When she attended a Wisconsin volleyball camp about a month later, her game had improved, which showed that she could learn quickly.
“That’s a pretty good combination right there,” Sheffield said. “If it had been her fifth year playing, I’d be concerned. But that’s not where she was.”
Rettke, who grew to 6-foot-8 during high school, signed with Wisconsin her sophomore year in high school, based solely on Sheffield’s belief that she could develop into a great player. As a result, Rettke voluntarily stopped playing basketball despite being an All-State honorable mention in her second year with the team and switched to a more competitive volleyball club.
She graduated a semester early from Riverside-Brookfield High School and headed to Madison, Wisc., assuming that playing Big Ten volleyball would be an amazing end to an accidental volleyball career. Her perspective, however, changed a short time later when Badger legend Lauren Carlini approached her at training.
Carlini, a former West Aurora High School standout who had just finished her collegiate career, had helped lead Wisconsin to the NCAA Final Four in 2013 and played on the U.S. volleyball team that won a bronze medal at the Pan American Cup in 2016. She was the standard by which Rettke and her college teammates measured themselves.
Carlini asked, have you ever thought about playing for the national team?
Rettke, stunned by the mere suggestion, said she hadn’t.
“You can do it,” Carlini recalled telling her. “Believe in yourself, because you can do it.”
Carlini, who also made the 2024 Olympic team as a setter, told the Tribune she approached Rettke that day in the Badger fieldhouse because supporting other Wisconsin athletes is important to her. More than that, she said, she recognized something special in Rettke.
“You can see it in her agility and in her drive. And I told her so,” Carlini said. “Sometimes, telling someone that they have potential, that they have the ability, can be the start of something great.”
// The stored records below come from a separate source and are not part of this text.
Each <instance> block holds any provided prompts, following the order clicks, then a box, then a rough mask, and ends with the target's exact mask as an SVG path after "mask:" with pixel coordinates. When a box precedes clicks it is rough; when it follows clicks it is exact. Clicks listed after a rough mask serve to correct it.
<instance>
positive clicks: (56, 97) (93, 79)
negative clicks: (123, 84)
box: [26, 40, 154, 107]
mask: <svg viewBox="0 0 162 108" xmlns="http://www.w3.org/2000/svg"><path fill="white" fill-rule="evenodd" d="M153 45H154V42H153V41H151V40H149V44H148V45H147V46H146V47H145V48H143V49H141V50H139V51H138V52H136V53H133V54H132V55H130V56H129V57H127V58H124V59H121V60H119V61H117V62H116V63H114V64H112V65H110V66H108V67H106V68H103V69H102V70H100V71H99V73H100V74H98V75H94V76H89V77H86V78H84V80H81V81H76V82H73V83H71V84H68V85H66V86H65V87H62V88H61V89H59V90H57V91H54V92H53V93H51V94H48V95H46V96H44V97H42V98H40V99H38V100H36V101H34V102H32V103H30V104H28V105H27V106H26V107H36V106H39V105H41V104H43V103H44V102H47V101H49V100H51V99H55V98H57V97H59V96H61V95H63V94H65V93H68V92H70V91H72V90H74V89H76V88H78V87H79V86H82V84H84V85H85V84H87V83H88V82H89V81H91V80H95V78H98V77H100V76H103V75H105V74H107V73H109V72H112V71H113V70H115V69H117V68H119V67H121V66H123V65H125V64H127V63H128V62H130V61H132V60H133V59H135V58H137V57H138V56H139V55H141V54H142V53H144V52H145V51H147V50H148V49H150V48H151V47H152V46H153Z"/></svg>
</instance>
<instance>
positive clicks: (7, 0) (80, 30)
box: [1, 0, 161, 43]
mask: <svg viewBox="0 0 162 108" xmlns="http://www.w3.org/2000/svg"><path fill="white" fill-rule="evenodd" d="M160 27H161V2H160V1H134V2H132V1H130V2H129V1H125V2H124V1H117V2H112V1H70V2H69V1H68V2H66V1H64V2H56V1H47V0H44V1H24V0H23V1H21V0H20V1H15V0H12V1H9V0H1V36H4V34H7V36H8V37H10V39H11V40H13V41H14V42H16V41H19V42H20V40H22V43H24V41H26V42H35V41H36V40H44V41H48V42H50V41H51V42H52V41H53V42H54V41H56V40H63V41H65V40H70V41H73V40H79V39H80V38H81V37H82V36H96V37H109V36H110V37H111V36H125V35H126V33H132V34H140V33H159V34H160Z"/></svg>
After taking advantage of the extra year afforded to athletes because of COVID, Rettke went on to become the first five-time All-American volleyball player in NCAA history and led the Badgers to a national title in 2021. She made her national team debut in 2019 as one of only three college players to compete in the Nations League, one of the sport’s most important international tournaments.
She was named to her first Olympic team in June and has taken on a reserve role at the Paris Games.
It’s a surreal accomplishment, Rettke says, for someone who only started playing the sport a decade ago because her best friend suggested it. Most of her teammates began playing when they were in grade school.
But Gates – who has been to many of Rettke’s big matches and has traveled to Italy to see her play professionally – sees it a bit differently.
“It might have been my idea at first,” she said. “But Dana could have let the opportunity pass her by. She could have stopped after college and just had a normal life. But she put in the work and pushed through the hard days. She’s the one who made the decision to be one of the greats.”